Kolloquium: Theory in Exile: On Kurt Goldstein’s "The Organism"
- Datum: 10.01.2017
- Uhrzeit: 17:00
- Vortragende(r): Cornelius Borck
- Ort: Max-Planck-Institut für Bildungsforschung, Lentzeallee 94, 14195 Berlin
- Raum: Kleiner Sitzungssaal
- Gastgeber: Forschungsbereich Geschichte der Gefühle
- Kontakt: email@example.com
The Center for the History of Emotions at the Max Planck Institute for Human Development, led by Prof. Ute Frevert, cordially invites all interested to attend its winter semester 2016/17 colloquium.

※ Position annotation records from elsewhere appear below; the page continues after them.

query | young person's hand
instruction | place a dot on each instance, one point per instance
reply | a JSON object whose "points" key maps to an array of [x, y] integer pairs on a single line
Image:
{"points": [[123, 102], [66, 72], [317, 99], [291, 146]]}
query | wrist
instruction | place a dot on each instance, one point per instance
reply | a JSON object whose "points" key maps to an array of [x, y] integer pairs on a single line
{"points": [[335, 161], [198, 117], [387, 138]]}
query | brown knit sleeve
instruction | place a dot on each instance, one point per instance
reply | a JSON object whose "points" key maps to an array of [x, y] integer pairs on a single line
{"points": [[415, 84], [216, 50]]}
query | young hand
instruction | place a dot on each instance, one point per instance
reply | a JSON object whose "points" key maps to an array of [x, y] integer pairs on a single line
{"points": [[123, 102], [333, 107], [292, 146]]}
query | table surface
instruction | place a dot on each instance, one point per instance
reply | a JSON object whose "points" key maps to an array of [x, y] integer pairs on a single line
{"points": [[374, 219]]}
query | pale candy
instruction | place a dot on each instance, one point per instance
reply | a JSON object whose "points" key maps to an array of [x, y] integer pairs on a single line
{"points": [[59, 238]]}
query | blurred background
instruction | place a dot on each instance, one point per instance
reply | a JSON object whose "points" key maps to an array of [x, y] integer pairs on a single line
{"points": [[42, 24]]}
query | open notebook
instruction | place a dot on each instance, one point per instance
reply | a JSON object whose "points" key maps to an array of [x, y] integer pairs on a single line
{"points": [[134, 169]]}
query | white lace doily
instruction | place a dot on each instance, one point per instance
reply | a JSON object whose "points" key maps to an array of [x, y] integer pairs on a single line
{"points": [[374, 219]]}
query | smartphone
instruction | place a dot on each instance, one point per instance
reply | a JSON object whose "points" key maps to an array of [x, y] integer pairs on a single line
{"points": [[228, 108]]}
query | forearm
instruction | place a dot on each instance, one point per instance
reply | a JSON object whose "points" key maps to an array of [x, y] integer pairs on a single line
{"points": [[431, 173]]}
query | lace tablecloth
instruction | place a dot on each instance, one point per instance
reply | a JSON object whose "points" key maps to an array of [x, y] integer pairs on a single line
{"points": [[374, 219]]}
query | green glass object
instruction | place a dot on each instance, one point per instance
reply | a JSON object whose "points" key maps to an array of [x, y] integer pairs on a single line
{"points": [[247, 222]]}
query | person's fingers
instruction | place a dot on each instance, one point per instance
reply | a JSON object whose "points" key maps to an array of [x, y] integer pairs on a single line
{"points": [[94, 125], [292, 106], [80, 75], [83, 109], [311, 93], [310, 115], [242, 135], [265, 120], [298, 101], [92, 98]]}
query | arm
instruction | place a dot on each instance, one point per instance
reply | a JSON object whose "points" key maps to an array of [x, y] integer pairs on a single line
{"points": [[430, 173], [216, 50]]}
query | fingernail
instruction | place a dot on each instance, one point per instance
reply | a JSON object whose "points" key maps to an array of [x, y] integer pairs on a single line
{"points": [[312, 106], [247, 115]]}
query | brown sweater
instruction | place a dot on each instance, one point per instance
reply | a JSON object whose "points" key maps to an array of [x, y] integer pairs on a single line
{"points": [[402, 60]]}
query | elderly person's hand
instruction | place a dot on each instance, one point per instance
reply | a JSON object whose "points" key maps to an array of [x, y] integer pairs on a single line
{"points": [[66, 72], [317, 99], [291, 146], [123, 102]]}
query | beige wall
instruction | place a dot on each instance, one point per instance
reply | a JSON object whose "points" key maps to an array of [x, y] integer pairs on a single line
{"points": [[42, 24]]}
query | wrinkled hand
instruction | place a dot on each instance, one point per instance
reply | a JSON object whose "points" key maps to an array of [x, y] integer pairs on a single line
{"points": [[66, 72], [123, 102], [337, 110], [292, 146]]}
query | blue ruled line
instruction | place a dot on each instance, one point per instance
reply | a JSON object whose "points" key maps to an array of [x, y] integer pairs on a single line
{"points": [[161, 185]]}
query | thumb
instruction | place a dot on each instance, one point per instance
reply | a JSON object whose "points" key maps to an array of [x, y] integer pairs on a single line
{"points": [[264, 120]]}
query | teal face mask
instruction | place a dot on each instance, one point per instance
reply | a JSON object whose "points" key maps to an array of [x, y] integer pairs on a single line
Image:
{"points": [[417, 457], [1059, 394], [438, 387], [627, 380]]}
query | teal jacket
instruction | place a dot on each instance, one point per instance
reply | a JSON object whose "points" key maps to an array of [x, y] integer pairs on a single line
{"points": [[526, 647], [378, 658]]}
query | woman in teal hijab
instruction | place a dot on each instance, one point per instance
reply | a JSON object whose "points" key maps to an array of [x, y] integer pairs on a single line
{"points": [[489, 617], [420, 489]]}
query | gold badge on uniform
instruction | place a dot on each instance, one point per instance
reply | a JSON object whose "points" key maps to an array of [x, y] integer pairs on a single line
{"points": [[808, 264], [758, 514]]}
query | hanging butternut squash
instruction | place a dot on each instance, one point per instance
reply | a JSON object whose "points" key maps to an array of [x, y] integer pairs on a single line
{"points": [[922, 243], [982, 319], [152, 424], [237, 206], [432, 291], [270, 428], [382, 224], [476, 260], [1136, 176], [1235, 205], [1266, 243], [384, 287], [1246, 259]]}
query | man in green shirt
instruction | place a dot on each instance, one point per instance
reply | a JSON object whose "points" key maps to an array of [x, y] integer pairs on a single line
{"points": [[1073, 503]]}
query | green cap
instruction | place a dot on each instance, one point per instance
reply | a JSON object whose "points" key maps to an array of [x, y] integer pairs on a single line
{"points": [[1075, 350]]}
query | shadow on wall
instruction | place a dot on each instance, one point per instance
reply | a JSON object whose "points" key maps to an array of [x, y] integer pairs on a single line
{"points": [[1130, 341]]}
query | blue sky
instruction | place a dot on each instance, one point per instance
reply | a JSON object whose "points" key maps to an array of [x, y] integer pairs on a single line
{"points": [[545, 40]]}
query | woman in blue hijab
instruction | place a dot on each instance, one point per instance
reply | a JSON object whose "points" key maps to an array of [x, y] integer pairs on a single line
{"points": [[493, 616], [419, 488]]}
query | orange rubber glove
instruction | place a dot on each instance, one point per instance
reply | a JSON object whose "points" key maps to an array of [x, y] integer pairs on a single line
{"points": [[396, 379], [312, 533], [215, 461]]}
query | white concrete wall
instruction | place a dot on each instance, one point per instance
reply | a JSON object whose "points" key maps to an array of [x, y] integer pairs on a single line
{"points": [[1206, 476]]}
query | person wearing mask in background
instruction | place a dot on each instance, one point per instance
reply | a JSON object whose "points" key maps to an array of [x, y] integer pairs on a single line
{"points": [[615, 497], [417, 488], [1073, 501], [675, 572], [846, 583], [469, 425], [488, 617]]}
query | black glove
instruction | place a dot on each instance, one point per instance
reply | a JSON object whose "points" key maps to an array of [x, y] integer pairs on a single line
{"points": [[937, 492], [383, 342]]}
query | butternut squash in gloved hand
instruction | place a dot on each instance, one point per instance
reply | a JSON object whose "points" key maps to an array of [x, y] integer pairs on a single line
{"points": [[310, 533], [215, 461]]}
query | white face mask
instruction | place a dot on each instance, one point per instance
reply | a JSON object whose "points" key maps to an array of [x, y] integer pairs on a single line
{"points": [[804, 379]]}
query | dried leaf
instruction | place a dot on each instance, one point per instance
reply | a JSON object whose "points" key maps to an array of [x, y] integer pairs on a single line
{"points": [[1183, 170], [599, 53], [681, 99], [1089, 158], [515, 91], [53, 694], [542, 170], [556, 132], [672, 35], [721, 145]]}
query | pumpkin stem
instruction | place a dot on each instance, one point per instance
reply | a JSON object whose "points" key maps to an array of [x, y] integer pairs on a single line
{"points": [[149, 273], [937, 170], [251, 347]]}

Cornelius Borck, Institute for History of Medicine and Science Studies, University of Lübeck
Theory in Exile: On Kurt Goldstein’s The Organism
The neurologist and psychologist Kurt Goldstein is best known for his holistic theory of the organism, which he published in 1934 in Amsterdam, his first stop in exile. Goldstein’s work had a major impact on philosophical and psychological thought in the twentieth century, it inspired Ernst Cassirer, Georges Canguilhem, Maurice Merleau-Ponty, Ludwig Binswanger, among others. Goldstein’s book on the organism, and with it his explicitly holistic approach to biology, however, was in many ways the result of his emigration, as Cornelius Borck will demonstrate in his presentation. Goldstein felt forced to summarize his thinking, for example, only in exile, at the moment he found himself disconnected from clinical work (and with sufficient time for writing). In addition to such personal circumstances and practical contingencies, Goldstein’s writing embraced holism only in the process of translation. Five years after his arrival in America, the English translation characterized his theory now as “a holistic approach to biology”—a wording Goldstein had carefully circumvented in the German original. These differences invite to reflect more generally upon the dynamic interactions between migration and theorizing.
Cornelius Borck is a historian of science and medicine, and, since 2007, director of the Institute for History of Medicine and Science Studies of the University of Lübeck. Before coming to Lübeck, he was Karl-Schädler-Research Fellow at the Max Planck Institute for the History of Science in Berlin, directed the research group “Writing Life: Media Technologies and the History of the Life Sciences 1800-1900” in the Faculty of Media at the Bauhaus University in Weimar, and held a Canada Research Chair in Philosophy and Language of Medicine at McGill University in Montreal. His research topics include mind, brain and self in the age of visualization; the epistemology of experimentation in art, science, and media; sensory prostheses and human-machine relations between artistic avant-garde and technoscience.